Before Cros had a chance to follow up on this idea or attempt to construct a working model, Thomas Alva Edison introduced his first working phonograph in the US. Edison used a cylinder covered in tinfoil for his first phonograph, patenting this method for reproducing sound on 15 January 1878.

===Martian communication mirror===
Cros was convinced that pinpoints of light observed on Mars and Venus, probably high clouds illuminated by the sun, were the lights of large cities on those planets. He spent years petitioning the French government to build a giant mirror that could be used to communicate with the Martians and Venusians by burning giant lines on the deserts of those planets. He was never convinced that the Martians were not a proven fact, nor that the mirror he wanted was technically impossible to build.

==Poetry==
In the early 1870s Cros was published in the short-lived weekly Renaissance littéraire et artistique, edited by Émile Blémont. Other contributors included Stéphane Mallarmé, Auguste Villiers de l'Isle-Adam, and Paul Verlaine. Cros integrated into the Symbolist and Decadent circles of Paris, frequenting the salon of Nina de Villard, a meeting place for poets such as Verlaine, Mallarmé, and Banville, and artists including Manet and Degas. His relationship with Nina, marked by infidelities and conflicts, inspired poems of love and pain, such as Croquis and Queja. His poetry collection Le Coffret de santal (1873), praised by Paul Verlaine, combined musicality, spontaneity, and sincerity, avoiding Parnassian formalism. Le Fleuve (1874), illustrated by Édouard Manet, received a prize from the French Academy, his only official recognition. In 1876, he contributed to Dizains réalistes, parodying François Coppée, and between 1877 and 1888, he composed humorous monologues, such as Le Bilboquet and L’Homme qui a voyagé, earning him the nickname "the Molière of the cobblestones".

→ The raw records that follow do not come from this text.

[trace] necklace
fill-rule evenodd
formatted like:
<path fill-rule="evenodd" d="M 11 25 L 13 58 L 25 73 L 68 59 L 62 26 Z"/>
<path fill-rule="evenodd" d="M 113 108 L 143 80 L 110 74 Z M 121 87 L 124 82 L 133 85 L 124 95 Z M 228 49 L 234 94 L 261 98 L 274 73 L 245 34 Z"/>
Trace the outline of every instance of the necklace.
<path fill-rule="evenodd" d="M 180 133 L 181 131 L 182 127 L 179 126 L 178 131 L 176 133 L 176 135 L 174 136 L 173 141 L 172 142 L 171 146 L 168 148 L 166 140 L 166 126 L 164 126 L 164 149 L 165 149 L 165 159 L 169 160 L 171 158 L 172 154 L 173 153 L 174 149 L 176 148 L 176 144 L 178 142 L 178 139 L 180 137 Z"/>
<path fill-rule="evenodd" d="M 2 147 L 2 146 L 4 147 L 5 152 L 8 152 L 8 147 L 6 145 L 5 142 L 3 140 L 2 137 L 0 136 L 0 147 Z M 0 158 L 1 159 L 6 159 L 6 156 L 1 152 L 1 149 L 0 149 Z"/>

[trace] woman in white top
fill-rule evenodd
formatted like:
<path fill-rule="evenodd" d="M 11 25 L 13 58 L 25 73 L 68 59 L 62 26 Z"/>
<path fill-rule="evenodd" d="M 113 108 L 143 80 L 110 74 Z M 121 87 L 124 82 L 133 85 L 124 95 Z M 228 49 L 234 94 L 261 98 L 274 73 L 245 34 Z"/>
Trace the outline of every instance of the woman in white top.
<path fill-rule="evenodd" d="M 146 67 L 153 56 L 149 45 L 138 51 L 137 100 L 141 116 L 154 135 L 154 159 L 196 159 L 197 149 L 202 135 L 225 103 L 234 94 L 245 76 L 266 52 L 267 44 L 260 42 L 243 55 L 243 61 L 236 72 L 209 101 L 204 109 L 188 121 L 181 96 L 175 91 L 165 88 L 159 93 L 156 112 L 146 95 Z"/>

In September 1871, Cros met Arthur Rimbaud at Verlaine's home. The encounter, described by Mathilde Verlaine, was notable for the surprise at Rimbaud's dishevelled appearance. Cros, enthusiastic, asked him about his poetry, but Rimbaud responded with monosyllables and an ironic remark: "Dogs are liberals." When Rimbaud briefly stayed with Cros, he used a magazine containing Cros's poems as toilet paper, marking the end of his hospitality.
==Personal life==

Cros had a love affair from 1867 to 1877 with Nina de Callias.
==Bibliography==
===Non-fiction===
- Solution générale du problème de la photographie des couleurs (1869)

===Poetry===
- Le Coffret de santal (1873 and 1879)
- Plainte (1873)
- Le Fleuve (1874)
- La Vision du Grand Canal des Deux Mers (1888)
- Le Collier de griffes (posthumous, 1908)

==English translations published in the United States==
- Charles Cros: Collected Monologues Translated by Doug Skinner (Black Scat Books, ISBN 978-1732350625, 2018)
- Upside-Down Stories Translated by Doug Skinner (Black Scat Books, ISBN 978-1732350687, 2019)
- The Science of Love and Other Writings Translated, with an introduction, by Doug Skinner (Wakefield Press, ISBN 978-1-939663-95-5, 2024)

==Legacy==
The Académie Charles Cros, the French equivalent of the US Recording Academy, is named in his honor.

Cros was a member of the group known as the hydropathes, which existed around the period 1878–1881. Charles Cros, played by Christopher Chaplin, appears in the film Total Eclipse, about the lives of Paul Verlaine and Arthur Rimbaud. Cros is seen for a few seconds at Le Chat Noir in Paris, a café which opened in 1881 and had become the home for the avant-garde art scene of the time.

French composer Angèle Ravizé used Cros’ text in her song “Ronde Flamande.”

Marie Corelli published one of his poems posthumously in the text of her 1890s book, Wormwood, with a special note of respect to the recently deceased author.